With respect to debt settlement services, the UDMSA provides for an overall fee cap based on the amount saved by the consumer (30% of the difference between the principal amount owed upon initiation of the service and the amount the debt is ultimately settled for).

Enforcement

The Act prohibits specific acts on the part of a service including: misappropriation of funds in trust; settlement for more than 50% of a debt with a creditor without a debtor’s consent; gifts or premiums to enter into an agreement; and representation that settlement has occurred without certification from a creditor. Enforcement of the Uniform Act occurs at two levels, the administrator and the individual level. The administrator has investigative powers, power to order an individual to cease and desist; power to assess a civil penalty up to $10,000.00, and the power to bring a civil action. An individual may bring a civil action for compensatory damages, including triple damages if a service obtains payments not authorized in the Uniform Act, and may seek punitive damages and attorney’s fees. A service has a good faith mistake defense against liability. The statute of limitations pertaining to an action by the administrator is four years, and two years for a private right of action.

Banks as regulated entities under other law are not subject to the Uniform Act, as are other kinds of activities that are incidental to other functions performed.

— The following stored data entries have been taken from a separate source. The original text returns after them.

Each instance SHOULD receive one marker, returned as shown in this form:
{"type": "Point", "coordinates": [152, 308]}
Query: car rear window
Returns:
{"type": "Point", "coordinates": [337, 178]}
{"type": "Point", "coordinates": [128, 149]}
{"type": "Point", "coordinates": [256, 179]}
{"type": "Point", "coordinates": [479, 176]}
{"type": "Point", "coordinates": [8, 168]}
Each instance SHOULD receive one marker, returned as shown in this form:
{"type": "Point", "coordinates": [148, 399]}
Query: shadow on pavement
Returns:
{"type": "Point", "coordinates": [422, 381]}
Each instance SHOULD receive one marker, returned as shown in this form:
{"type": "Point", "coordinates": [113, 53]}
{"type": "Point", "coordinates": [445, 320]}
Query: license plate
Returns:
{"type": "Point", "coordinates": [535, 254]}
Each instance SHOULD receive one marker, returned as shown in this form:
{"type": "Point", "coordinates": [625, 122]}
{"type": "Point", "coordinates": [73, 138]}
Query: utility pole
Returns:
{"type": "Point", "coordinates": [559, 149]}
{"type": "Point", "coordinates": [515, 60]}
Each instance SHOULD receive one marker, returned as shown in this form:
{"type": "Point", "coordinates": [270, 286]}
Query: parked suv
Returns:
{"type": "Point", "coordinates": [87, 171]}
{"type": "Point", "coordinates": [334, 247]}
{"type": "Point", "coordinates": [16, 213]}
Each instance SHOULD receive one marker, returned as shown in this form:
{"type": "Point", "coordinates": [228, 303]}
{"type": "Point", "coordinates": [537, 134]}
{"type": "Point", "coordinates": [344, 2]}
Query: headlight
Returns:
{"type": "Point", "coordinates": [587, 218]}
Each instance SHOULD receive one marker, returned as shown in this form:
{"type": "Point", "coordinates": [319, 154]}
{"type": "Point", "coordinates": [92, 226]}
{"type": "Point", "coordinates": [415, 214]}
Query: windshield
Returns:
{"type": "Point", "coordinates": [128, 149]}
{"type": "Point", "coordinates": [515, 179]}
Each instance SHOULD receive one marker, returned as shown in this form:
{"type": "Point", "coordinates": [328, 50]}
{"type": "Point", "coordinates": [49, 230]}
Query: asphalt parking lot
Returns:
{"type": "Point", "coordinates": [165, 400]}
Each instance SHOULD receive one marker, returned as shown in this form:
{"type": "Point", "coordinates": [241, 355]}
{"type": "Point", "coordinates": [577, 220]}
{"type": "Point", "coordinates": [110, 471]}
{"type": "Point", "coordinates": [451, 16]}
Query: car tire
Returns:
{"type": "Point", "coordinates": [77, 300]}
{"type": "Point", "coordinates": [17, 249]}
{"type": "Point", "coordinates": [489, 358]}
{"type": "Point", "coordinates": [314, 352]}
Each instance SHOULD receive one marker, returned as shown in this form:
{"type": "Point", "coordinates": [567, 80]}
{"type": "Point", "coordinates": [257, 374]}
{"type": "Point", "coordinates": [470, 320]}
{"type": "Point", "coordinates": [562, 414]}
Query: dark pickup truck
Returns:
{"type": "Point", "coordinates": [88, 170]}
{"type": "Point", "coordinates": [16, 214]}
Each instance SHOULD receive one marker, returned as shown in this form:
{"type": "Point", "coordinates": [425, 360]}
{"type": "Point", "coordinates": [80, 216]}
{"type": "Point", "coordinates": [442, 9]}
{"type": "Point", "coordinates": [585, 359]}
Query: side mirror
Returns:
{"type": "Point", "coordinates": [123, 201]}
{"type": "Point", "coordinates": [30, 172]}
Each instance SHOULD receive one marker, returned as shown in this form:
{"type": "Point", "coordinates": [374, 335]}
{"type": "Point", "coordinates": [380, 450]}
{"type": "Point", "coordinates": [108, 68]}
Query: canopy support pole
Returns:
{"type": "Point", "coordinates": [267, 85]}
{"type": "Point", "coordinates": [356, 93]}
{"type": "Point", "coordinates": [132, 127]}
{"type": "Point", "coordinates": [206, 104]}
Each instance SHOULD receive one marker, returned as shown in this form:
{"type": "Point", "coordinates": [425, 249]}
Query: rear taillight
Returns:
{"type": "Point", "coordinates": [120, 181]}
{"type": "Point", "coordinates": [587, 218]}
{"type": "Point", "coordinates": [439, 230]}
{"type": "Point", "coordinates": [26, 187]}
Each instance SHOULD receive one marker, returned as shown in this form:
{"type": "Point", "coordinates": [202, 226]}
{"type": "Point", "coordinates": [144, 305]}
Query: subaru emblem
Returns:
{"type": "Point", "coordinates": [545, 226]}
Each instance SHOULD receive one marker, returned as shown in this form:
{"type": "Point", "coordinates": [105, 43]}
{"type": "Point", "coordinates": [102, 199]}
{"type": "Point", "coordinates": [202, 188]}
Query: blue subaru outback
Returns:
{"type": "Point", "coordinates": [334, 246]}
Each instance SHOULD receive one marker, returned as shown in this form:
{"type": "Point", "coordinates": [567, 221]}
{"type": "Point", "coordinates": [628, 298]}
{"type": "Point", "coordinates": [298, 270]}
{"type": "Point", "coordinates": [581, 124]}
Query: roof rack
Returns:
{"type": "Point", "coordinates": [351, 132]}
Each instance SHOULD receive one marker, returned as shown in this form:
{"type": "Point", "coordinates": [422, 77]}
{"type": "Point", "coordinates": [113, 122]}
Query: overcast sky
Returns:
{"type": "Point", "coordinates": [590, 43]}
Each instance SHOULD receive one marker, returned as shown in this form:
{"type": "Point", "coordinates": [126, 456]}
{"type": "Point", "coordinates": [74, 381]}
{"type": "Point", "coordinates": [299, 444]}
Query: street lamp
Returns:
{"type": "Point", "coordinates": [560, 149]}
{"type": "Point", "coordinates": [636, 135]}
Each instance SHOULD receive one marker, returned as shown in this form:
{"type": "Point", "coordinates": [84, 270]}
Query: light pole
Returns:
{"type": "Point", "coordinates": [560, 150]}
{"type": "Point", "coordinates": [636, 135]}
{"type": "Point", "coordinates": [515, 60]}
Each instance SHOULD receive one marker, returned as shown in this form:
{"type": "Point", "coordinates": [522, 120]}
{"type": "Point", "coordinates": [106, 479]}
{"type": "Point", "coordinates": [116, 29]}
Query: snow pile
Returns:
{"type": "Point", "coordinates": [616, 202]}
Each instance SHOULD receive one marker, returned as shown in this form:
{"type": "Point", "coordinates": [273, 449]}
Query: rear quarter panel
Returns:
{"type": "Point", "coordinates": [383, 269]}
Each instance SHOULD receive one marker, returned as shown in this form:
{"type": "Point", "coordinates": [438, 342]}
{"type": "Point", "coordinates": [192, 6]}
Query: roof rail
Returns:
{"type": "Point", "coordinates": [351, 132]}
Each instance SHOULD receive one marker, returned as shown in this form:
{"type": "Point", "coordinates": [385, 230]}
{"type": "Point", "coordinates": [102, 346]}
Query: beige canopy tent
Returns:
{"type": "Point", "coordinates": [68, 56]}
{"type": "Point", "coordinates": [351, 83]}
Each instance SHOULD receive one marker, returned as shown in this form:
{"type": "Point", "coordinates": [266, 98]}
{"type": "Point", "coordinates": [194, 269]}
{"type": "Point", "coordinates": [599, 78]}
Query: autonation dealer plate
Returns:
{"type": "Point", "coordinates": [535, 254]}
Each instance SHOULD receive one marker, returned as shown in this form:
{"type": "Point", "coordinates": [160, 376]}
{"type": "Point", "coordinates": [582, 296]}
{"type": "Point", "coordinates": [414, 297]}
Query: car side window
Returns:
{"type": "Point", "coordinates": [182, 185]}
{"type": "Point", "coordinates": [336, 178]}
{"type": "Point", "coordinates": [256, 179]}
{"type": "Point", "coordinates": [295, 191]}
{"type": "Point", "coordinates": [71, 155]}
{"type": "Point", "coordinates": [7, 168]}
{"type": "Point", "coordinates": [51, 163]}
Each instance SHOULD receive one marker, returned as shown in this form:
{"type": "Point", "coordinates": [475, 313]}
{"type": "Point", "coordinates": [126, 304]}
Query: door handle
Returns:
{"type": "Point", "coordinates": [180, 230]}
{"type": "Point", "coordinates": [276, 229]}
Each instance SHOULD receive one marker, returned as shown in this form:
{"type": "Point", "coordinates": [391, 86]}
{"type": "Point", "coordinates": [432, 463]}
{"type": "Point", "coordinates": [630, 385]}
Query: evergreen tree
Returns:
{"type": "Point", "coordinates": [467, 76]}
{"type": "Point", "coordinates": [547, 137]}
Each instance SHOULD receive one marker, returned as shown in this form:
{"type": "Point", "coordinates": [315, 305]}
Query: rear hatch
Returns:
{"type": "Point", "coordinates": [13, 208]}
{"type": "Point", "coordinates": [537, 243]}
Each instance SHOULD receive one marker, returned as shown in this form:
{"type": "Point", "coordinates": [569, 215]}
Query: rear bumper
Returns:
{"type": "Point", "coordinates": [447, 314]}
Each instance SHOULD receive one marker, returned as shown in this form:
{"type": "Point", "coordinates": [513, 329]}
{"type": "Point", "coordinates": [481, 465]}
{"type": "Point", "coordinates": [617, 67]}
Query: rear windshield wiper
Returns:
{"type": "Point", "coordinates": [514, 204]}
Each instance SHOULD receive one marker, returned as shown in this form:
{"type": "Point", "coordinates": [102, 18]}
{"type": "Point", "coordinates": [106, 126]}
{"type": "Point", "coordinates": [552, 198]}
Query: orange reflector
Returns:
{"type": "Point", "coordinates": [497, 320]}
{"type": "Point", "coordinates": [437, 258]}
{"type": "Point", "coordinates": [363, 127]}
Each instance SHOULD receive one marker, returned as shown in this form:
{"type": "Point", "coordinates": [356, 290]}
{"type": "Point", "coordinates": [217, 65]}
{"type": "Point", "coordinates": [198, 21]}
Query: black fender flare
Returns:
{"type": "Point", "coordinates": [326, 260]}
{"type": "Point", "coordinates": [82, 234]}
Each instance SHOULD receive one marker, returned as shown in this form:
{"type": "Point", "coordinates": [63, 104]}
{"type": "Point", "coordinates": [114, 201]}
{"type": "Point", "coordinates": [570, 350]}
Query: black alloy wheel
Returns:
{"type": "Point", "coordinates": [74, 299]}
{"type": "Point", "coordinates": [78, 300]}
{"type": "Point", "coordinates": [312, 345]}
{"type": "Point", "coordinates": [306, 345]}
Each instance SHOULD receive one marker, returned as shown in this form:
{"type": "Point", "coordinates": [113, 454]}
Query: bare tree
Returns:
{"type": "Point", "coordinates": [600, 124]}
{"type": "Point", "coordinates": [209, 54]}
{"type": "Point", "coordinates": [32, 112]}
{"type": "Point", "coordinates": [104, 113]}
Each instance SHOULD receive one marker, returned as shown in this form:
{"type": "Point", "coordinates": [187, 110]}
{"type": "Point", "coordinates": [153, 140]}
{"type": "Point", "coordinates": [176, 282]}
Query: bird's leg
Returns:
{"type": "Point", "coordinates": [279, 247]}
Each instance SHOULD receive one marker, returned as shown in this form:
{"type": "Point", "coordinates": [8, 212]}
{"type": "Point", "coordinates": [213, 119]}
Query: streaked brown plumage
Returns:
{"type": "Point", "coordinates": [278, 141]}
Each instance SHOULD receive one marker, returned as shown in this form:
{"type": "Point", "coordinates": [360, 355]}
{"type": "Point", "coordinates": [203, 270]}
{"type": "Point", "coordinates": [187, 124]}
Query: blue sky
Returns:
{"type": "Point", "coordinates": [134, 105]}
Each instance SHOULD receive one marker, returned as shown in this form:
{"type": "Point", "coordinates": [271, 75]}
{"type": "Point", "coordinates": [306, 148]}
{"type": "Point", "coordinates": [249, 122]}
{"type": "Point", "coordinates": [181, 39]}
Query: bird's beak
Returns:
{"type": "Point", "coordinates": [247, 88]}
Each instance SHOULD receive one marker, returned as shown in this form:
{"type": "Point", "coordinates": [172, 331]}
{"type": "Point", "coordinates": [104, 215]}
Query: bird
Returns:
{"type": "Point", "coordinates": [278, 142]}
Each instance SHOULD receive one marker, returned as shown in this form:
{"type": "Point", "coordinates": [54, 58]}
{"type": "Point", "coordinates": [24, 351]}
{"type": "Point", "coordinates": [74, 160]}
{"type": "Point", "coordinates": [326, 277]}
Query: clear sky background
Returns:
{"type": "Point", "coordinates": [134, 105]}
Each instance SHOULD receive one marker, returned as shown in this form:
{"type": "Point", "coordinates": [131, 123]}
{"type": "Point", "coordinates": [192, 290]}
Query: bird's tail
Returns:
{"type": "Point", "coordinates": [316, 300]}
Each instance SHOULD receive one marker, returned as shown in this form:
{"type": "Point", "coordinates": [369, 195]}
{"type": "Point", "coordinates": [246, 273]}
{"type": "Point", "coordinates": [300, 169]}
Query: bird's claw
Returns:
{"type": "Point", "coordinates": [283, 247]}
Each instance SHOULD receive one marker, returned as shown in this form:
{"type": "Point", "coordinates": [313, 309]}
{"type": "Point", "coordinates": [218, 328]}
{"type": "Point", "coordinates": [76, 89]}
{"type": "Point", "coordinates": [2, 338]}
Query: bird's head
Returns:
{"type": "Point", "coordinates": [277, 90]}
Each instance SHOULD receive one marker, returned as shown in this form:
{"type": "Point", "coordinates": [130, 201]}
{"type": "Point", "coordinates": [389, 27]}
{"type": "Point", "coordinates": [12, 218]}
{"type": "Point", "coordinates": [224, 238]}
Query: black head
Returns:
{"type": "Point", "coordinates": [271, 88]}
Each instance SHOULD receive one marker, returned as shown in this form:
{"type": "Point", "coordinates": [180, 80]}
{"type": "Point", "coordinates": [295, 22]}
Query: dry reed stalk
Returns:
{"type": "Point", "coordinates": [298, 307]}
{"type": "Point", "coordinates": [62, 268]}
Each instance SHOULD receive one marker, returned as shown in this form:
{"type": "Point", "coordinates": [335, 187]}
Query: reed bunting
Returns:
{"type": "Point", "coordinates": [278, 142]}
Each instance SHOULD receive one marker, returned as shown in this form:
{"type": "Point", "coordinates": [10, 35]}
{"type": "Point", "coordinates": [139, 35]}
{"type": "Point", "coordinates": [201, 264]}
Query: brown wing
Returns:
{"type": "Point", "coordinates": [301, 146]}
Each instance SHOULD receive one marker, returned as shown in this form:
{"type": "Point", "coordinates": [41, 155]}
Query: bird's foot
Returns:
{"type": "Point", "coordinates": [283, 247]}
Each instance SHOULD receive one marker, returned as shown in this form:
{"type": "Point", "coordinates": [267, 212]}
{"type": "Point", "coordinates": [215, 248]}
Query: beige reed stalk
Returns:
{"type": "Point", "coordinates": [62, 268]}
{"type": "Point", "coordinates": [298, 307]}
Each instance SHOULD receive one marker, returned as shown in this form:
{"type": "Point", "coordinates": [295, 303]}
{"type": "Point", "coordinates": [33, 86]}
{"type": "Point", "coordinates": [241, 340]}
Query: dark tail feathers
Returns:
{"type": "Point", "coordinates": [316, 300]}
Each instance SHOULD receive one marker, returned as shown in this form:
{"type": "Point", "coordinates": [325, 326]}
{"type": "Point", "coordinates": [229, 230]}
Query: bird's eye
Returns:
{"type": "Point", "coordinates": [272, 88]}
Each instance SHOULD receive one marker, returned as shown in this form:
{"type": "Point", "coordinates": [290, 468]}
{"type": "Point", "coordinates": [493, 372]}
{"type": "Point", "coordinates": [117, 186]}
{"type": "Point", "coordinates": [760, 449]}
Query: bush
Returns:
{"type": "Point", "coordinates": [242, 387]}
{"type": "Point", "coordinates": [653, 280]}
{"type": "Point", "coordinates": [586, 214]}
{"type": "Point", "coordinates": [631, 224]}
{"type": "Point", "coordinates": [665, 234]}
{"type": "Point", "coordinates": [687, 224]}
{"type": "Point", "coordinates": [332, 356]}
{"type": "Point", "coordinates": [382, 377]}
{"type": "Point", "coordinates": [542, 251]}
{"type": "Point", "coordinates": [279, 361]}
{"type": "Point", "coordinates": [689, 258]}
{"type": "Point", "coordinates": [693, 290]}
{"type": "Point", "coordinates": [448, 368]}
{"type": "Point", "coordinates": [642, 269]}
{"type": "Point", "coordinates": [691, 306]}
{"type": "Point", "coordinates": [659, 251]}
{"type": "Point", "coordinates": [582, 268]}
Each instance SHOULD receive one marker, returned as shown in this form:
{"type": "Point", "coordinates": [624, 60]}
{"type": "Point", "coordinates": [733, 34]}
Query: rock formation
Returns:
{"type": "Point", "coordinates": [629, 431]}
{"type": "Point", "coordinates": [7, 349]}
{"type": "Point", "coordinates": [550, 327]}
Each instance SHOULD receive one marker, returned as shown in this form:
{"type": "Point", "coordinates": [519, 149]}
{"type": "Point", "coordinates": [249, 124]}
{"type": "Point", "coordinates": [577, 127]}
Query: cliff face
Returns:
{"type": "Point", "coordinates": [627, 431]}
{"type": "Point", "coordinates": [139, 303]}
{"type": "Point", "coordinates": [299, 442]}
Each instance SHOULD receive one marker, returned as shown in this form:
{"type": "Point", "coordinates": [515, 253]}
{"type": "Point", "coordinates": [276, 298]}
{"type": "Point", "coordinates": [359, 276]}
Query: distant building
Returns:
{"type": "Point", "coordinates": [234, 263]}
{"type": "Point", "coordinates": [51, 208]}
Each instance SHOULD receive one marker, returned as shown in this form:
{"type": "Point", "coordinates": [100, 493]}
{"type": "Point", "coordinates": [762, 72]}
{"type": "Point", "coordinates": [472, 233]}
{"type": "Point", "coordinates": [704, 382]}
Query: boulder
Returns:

For example, a title insurer that provides bill-paying service that is incidental to title insurance is not subject to it.

UDMSA provides comprehensive regulation of debt counseling and management services. It becomes an essential part of the law of creditor and debtor as bankruptcy reform enacted by Congress in 2005 takes effect.

== UDMSA & Debt Settlement Trade Associations ==

Due to the rise of debt settlement as a debt relief alternative to bankruptcy, groups working in the industry established trade associations to help secure industry standards that will protect consumers against unethical business practices. These trade associations were also established to lobby state governments to adopt the recommendations of the UDMSA. The two major trade associations are the United States Organization for Bankruptcy Alternatives (USOBA) , and The Association of Settlement Companies (TASC) .

These organizations publish on their websites information about the UDMSA, debt settlement and the debt settlement industry.